Is success earned or inherited? A recent study about pay gaps between female and male partners in the law firm industry pointed out some reasons that go against the conventional wisdom of why they exist. Many firms have spent either lip service or real resources trying to create more diverse work environments with equal opportunities, but few have succeeded in solving the issues at hand. It seems that according to the research of Heidi K. Gardner, Distinguished Scholar, Harvard Law School Center on the Legal Profession, the gap starts with origination credits and their inheritance from senior partners and compounds upon itself.
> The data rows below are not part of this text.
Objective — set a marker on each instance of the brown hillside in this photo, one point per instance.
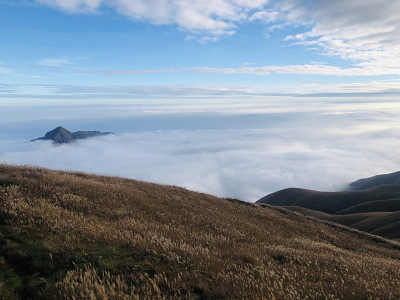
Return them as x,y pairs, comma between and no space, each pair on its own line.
66,235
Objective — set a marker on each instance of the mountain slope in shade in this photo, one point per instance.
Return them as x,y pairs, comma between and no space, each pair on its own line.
61,135
367,183
385,224
72,235
330,202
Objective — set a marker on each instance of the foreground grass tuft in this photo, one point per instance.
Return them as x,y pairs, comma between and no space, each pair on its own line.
71,235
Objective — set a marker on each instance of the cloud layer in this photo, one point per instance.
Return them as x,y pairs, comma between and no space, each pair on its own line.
365,33
231,149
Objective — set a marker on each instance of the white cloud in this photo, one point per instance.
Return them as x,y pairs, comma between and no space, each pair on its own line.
210,17
215,149
364,32
58,62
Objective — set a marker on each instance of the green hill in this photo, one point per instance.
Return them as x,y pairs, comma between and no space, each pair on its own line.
367,183
71,235
330,202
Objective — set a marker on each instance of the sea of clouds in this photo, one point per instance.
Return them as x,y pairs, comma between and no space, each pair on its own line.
226,148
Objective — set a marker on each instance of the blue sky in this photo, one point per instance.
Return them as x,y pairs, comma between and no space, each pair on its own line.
213,95
270,45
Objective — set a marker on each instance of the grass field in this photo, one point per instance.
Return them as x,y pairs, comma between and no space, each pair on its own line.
71,235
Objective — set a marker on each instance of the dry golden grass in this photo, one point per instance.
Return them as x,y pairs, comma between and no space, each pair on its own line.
71,235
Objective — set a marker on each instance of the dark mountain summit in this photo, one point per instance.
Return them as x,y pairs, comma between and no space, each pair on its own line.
61,135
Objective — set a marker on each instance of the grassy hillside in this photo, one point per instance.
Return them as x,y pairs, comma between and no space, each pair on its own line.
330,202
367,183
391,205
68,235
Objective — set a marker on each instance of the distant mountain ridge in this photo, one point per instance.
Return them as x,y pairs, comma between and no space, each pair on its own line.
367,183
370,204
61,135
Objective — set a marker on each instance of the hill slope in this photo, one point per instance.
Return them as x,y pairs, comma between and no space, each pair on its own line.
66,234
367,183
60,135
330,202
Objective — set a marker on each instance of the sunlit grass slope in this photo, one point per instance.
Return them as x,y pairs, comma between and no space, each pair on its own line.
80,236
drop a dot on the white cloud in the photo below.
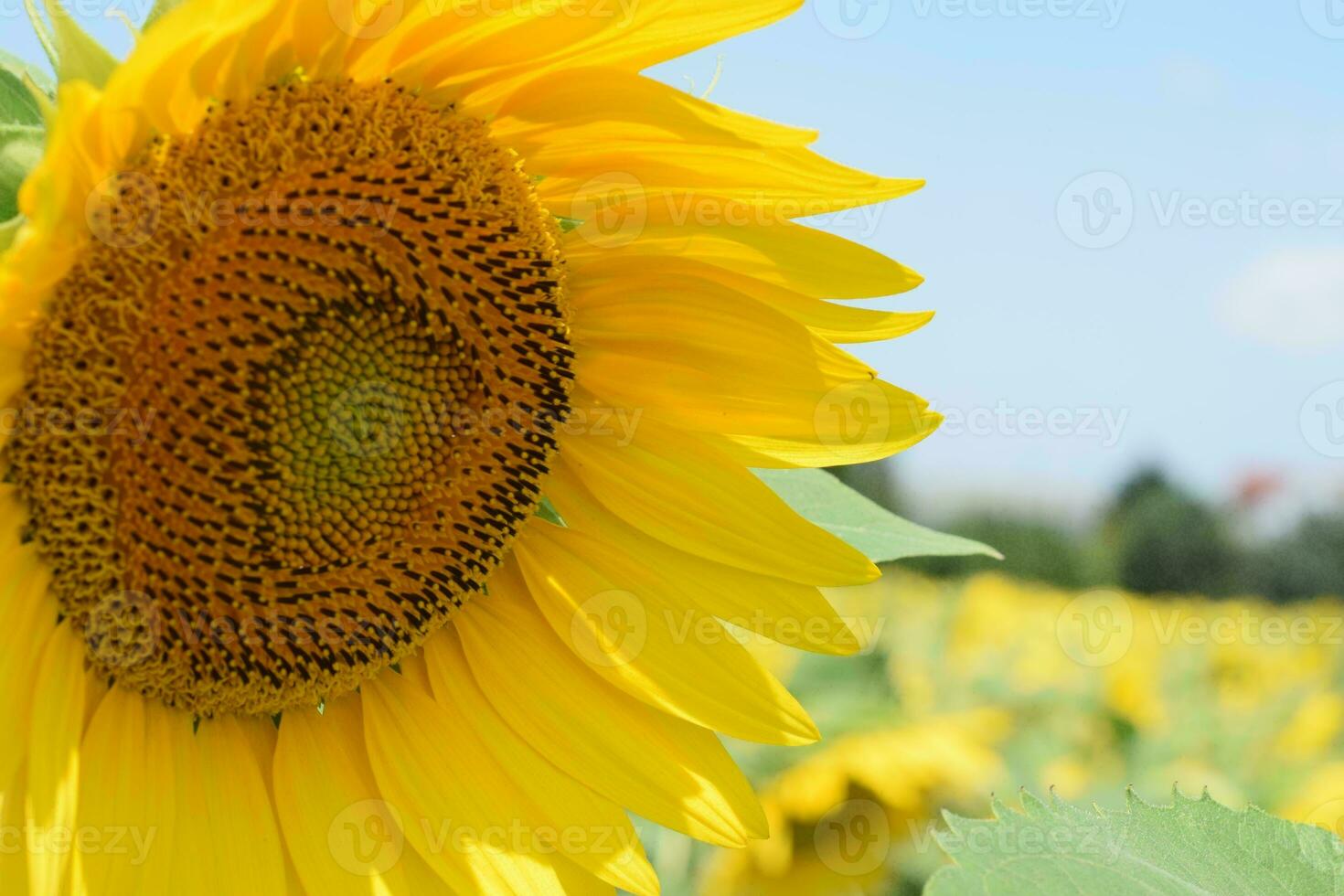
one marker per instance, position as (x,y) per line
(1292,300)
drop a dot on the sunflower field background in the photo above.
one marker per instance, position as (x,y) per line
(991,684)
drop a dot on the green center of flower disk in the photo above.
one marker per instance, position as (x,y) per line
(297,397)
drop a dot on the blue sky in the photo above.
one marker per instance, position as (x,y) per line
(1204,142)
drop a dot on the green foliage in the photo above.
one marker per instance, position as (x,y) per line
(1034,549)
(22,134)
(880,535)
(1166,540)
(1307,561)
(1192,848)
(159,11)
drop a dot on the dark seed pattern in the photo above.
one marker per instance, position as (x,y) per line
(326,386)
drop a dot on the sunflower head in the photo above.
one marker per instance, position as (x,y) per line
(336,314)
(374,452)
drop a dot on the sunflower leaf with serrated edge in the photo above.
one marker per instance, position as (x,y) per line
(1195,847)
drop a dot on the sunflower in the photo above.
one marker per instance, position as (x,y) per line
(843,818)
(386,387)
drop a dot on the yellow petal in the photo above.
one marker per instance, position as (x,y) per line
(629,35)
(14,858)
(734,237)
(461,807)
(620,621)
(591,830)
(841,324)
(679,491)
(789,613)
(128,787)
(660,767)
(27,617)
(585,106)
(343,838)
(226,841)
(54,738)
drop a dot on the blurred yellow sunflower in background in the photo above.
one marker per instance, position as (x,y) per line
(388,382)
(840,818)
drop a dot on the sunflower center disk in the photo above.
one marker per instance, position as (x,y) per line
(296,400)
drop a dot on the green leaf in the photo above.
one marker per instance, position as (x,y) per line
(73,53)
(26,71)
(17,105)
(159,11)
(863,524)
(20,149)
(1195,847)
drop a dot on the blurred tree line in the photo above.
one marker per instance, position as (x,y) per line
(1153,538)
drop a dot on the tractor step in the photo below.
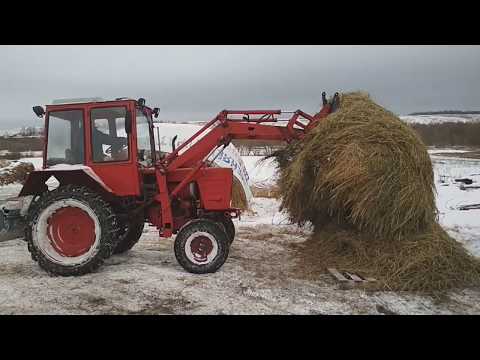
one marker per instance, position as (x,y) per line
(349,280)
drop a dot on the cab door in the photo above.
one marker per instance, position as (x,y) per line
(111,149)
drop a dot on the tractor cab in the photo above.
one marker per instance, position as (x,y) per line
(112,138)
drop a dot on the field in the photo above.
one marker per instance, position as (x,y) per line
(258,277)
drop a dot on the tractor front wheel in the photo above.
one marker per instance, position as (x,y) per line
(201,246)
(70,231)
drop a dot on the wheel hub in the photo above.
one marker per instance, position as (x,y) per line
(71,231)
(201,247)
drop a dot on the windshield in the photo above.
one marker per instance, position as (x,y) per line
(65,137)
(143,139)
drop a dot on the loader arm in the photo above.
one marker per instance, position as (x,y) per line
(254,125)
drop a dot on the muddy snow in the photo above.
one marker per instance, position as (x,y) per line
(256,279)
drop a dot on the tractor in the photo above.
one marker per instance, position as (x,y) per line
(111,179)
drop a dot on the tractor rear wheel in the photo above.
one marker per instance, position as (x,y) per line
(201,246)
(70,231)
(130,234)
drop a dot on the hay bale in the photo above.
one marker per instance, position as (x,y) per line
(427,262)
(365,181)
(361,165)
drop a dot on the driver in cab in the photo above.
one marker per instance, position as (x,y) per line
(107,147)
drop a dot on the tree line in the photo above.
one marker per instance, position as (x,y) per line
(449,133)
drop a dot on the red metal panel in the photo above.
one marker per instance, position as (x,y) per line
(215,186)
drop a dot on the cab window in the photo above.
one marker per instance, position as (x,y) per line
(65,137)
(109,138)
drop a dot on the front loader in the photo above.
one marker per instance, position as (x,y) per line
(109,179)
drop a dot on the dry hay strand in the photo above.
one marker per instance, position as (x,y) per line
(430,262)
(239,199)
(16,174)
(364,179)
(363,166)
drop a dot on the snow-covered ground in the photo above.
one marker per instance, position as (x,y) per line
(439,119)
(256,279)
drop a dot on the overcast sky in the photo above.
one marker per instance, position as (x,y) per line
(196,82)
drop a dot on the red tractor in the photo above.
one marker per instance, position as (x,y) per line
(111,180)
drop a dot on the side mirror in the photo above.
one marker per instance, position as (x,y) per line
(38,110)
(128,122)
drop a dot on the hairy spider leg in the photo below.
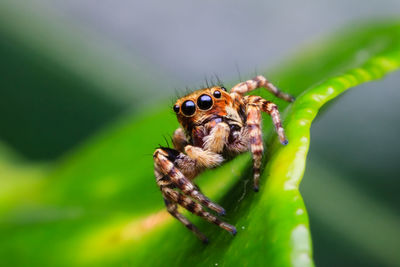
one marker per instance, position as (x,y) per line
(197,209)
(256,144)
(163,166)
(257,82)
(255,105)
(172,208)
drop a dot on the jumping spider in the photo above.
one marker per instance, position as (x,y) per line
(216,126)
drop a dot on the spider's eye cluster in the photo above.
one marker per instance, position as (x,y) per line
(217,94)
(204,102)
(188,108)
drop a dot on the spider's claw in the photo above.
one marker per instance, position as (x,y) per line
(228,227)
(234,231)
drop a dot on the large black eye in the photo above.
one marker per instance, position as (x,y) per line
(204,102)
(217,94)
(188,108)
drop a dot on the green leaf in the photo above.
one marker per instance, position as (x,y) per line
(101,205)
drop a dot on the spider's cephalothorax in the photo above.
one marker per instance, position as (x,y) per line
(216,126)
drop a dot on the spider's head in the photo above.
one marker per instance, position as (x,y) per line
(200,105)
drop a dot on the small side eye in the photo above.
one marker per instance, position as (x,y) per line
(188,108)
(204,102)
(217,94)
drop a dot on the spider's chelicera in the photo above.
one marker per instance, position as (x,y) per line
(216,126)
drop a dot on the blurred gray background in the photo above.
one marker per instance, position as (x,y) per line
(169,45)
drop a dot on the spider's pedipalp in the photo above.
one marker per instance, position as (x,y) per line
(179,140)
(257,82)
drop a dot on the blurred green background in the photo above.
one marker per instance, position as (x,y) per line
(70,70)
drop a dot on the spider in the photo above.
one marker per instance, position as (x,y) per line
(216,126)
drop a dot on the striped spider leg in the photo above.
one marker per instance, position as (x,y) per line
(170,164)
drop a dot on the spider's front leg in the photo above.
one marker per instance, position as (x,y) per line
(257,82)
(255,105)
(166,168)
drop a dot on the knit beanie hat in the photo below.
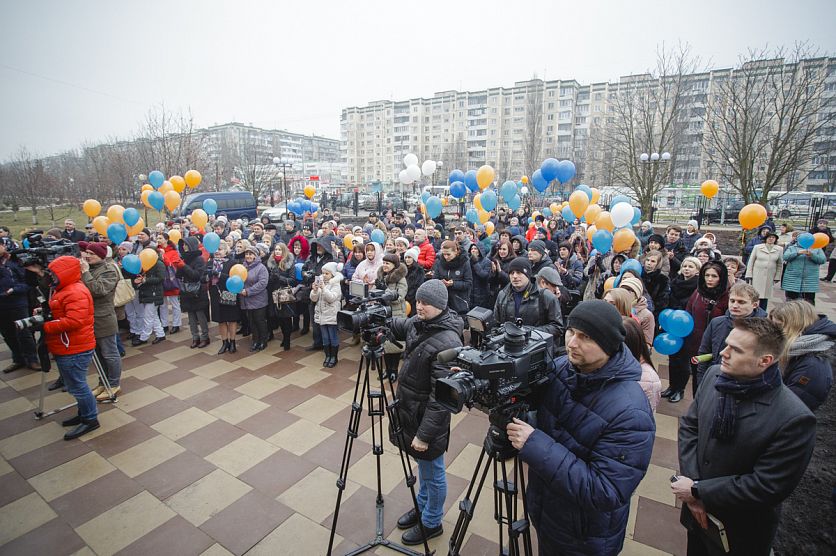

Origination credits, attribution and quantification of sources of revenue generated for the firm, make up a sizable amount of the compensation formulas for many law firms. There are two main ways to generate them. You can go out and find new clients, or you can inherit big clients from someone that leaves the firm through retirement or another career opportunity (assuming the client stays with the firm). The former is much harder and takes time and investment. The latter, which also takes time and investment to put yourself in the benefactor position, is like your long lost uncle willing you a big bag of money.

Personally, I think the lack of thought and process to succession planning in most firms is fraught with problems. It does not benefit clients for the succession to be based on personal preferences. It does not benefit all of the other lawyers who lose in this all or nothing approach. It does not benefit the firm that is trying to find ways to grow the firm and offer professional development to their key people.

This article deals with gender pay gap issues that must be addressed by the industry. However, it does illustrate another point about success and performance. If we call people “rainmakers” because they won the succession lottery, how can we replicate that process when we have dozens or hundreds of more people to develop? Is the policy of an organization that you should work hard for years and years and hope for the best? This is not strategy or tactics. It is Lord of the Flies. Your people deserve better.

This is the real world, so hand picking successors to a large book of business is going to happen. The question is what are organizations prepared to do for the 95% of other people at the firm who are not so lucky as to be relate to the firm’s equivalent of the Rockefeller family. Saying, “Be more like John! He worked hard for 15 years and look what happened!” because John was the one person who lucked out is not a development program. It is a anecdote. My problem is not with someone taking over the account. My problem is that we look to those people as exclusive examples of how to behave if you want to be successful.

For the rest of your people, they need training, development and coaching. The inheritances will happen, but you can’t point to that as the path to success since it closes immediately behind the last person to walk it. It is your job as leaders to help the rest.